On June 5, 2001, the House Committee on the Judiciary issued their report on H.R. 718 (House Report 107-41, Part II). The text of the report can be accessed here.)
Rep. Goodlatte – H.R. 1017
Rep. Goodlatte (R-VA) introduced the Anti-Spamming Act of 2001 on March 14, 2001. This legislation is a simpler approach to fighting unsolicited e-mail. As introduced, it provides for criminal penalties under the Computer Fraud and Abuse Act of $15,000 per violation or $10.00 per message per violation (whichever is the greater amount). Computer programs that encourage unsolicited mail by hiding information to track the spammer are illegal under H.R. 1017, as is the use of fake return e-mail address information. (The text of H.R. 1017 is here. Please see the following for further information on the bill: http://www.house.gov/goodlatte/spam.htm.)
Wilson’s Bill Gets Grilled
On May 10, 2001, the House committee on the Judiciary held a hearing on both H.R. 718 and H.R. 1017. The witnesses at the hearing were uniformly unhappy with many of the provisions of Rep. Wilson’s bill, citing possible constitutional concerns over the enforcement powers granted to ISP’s and private individuals using the right to sue in an indiscriminate manner. (The text of the testimony at the hearing is at: http://www.house.gov/judiciary/crews_051001.htm, http://www.house.gov/judiciary/lackritz_051001.htm, http://www.house.gov/judiciary/lane_051001.htm, http://www.house.gov/judiciary/misener_051001.htm.)

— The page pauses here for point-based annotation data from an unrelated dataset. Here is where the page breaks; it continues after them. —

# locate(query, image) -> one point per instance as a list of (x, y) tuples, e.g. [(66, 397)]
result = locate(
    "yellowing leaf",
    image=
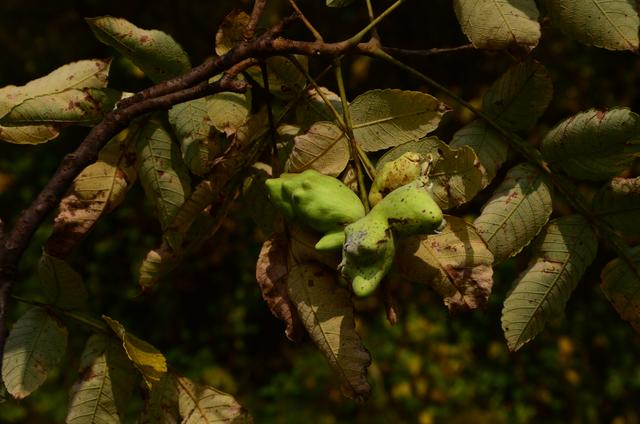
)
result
[(519, 208), (146, 358), (324, 148), (562, 253), (62, 285), (498, 24), (107, 378), (388, 118), (618, 203), (610, 24), (455, 263), (35, 345), (594, 145), (621, 285), (153, 51)]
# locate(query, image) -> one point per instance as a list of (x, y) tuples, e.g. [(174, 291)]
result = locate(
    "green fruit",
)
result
[(318, 201)]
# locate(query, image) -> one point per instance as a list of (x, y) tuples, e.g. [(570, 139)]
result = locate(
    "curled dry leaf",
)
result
[(455, 263), (271, 272)]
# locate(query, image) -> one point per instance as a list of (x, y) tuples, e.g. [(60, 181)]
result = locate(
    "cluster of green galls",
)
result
[(368, 240)]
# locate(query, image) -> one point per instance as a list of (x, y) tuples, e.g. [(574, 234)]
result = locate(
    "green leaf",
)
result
[(519, 208), (82, 74), (324, 148), (146, 358), (621, 285), (519, 97), (154, 52), (388, 118), (35, 345), (162, 173), (97, 190), (107, 379), (231, 30), (455, 263), (489, 146), (199, 142), (561, 255), (86, 106), (610, 24), (618, 203), (498, 24), (204, 404), (594, 145), (327, 313), (62, 285), (455, 173)]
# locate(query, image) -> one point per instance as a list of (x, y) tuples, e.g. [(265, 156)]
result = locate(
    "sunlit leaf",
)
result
[(610, 24), (618, 203), (561, 255), (162, 172), (327, 313), (498, 24), (455, 263), (35, 345), (107, 378), (79, 106), (519, 208), (97, 190), (271, 273), (158, 55), (490, 148), (230, 32), (146, 358), (594, 145), (519, 97), (388, 118), (61, 284), (324, 148), (621, 285)]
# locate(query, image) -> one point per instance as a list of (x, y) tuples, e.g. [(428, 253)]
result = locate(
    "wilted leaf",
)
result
[(324, 148), (618, 203), (79, 106), (498, 24), (158, 55), (327, 313), (455, 173), (107, 379), (562, 253), (621, 285), (230, 32), (35, 345), (519, 97), (594, 145), (610, 24), (455, 263), (146, 358), (204, 404), (271, 273), (162, 173), (61, 284), (199, 142), (519, 208), (388, 118), (490, 148), (97, 190)]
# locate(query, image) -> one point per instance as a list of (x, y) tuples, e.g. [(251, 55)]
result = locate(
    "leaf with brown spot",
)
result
[(326, 310), (271, 273), (455, 263)]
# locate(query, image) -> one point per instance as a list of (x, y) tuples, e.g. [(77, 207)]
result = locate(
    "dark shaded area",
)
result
[(208, 316)]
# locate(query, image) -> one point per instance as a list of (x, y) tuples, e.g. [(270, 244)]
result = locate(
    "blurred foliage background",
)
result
[(208, 316)]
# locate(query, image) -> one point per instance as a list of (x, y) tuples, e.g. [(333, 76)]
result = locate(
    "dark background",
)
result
[(208, 317)]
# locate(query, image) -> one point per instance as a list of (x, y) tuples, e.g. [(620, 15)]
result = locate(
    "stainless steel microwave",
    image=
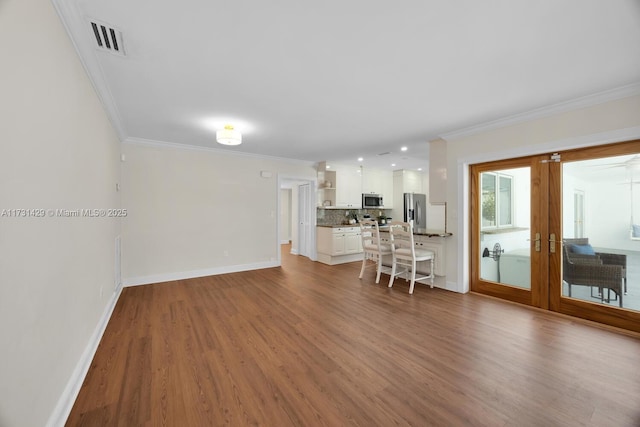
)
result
[(371, 201)]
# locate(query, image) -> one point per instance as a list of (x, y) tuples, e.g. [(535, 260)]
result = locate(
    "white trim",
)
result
[(182, 275), (547, 111), (452, 286), (68, 397), (464, 210), (189, 147)]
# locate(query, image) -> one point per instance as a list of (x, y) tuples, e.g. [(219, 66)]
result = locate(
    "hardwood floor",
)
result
[(311, 345)]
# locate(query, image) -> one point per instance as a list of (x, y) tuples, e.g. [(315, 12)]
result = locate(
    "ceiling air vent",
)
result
[(107, 38)]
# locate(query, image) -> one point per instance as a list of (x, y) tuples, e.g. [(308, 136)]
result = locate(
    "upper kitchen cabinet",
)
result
[(378, 181), (326, 186), (437, 171), (348, 186)]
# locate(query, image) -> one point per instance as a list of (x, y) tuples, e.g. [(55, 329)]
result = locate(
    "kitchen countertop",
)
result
[(385, 228)]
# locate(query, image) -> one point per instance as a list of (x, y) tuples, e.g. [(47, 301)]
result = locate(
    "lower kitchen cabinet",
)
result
[(338, 245)]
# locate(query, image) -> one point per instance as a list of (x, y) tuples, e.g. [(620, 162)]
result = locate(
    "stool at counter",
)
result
[(372, 247), (405, 254)]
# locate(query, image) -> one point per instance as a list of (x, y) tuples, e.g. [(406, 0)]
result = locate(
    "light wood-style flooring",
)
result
[(311, 345)]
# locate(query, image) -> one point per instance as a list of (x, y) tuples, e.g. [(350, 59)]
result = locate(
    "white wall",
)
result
[(199, 212), (605, 122), (57, 151)]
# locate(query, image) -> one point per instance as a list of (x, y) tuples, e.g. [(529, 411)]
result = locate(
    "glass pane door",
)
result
[(601, 258), (506, 226), (504, 204), (594, 205)]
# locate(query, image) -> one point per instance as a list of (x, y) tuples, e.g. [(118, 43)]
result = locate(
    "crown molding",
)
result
[(547, 111), (74, 23), (189, 147)]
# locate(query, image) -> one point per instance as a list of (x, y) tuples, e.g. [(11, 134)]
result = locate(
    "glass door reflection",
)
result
[(600, 258), (505, 227)]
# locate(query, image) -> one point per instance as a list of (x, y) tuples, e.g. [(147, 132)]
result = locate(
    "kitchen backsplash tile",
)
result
[(342, 216)]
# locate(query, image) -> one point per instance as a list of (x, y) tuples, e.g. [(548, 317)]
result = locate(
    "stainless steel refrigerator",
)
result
[(415, 209)]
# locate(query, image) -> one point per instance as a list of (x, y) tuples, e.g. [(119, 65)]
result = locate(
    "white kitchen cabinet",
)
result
[(338, 245), (371, 181), (379, 181), (348, 187), (326, 186)]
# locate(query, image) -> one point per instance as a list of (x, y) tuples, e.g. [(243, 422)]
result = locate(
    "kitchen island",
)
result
[(339, 243)]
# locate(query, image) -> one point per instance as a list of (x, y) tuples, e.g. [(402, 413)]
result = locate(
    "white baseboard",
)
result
[(181, 275), (65, 403), (452, 286)]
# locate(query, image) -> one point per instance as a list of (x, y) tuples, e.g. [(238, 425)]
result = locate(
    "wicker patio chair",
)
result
[(606, 272)]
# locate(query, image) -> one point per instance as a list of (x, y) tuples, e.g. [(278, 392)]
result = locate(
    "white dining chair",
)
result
[(406, 255), (373, 249)]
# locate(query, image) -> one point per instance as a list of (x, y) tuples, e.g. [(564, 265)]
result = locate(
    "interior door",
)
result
[(304, 220), (508, 202)]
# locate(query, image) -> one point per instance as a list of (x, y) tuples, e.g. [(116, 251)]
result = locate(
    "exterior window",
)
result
[(497, 200)]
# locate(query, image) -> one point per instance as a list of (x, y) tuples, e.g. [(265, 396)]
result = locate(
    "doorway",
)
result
[(297, 216), (552, 231)]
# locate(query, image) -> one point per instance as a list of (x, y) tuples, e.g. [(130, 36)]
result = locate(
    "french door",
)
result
[(555, 231)]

Two weeks later, on May 23, 2001, the House committee on the Judiciary marked up H.R. 718 and approved a gutted and pared down version of the bill reported out by the House committee on Energy and Commerce. Essentially, the House Judiciary committee substituted the Anti-Spamming Act for H.R. 718 , eliminating its major provisions – the private right of action, the right of ISP’s to sue spammers in state or federal court and the authority of the FTC and the State Attorneys General to enforce the anti-spamming policies of the ISP’s. Currently in the bill, which is similar to H.R. 1017, are provisions making it illegal to send e-mails with “materially false or misleading” header information, with violators subject to fines and possible imprisonment. ISP’s can sue for actual and statutory damages ($5.00 per violation capped at $1 million.) and sexually explicit e-mail advertisements must place a mark in the subject line (to be designated by the Attorney General) as a type of “warning label.” (Please see the following press release on the May 23, 2001 markup at: http://www.house.gov/judiciary/news_52301.htm.)
The two House committees have radically different approaches to dealing with unsolicited e-mail. The House Judiciary bill is narrow, focusing on fraudulent unsolicited mail. The Energy and Commerce version is more consumer friendly, allowing for private rights of action and support for individuals through the Attorneys General. All of this activity has set the stage for a classic High Noon showdown that will ultimately be resolved by the House committee on Rules, which will negotiate with the committee members and the bill sponsors towards an agreement which can be brought to the House floor. When this will occur is all up in the air right now, but the sponsors are hoping for a resolution, and the sooner, the better.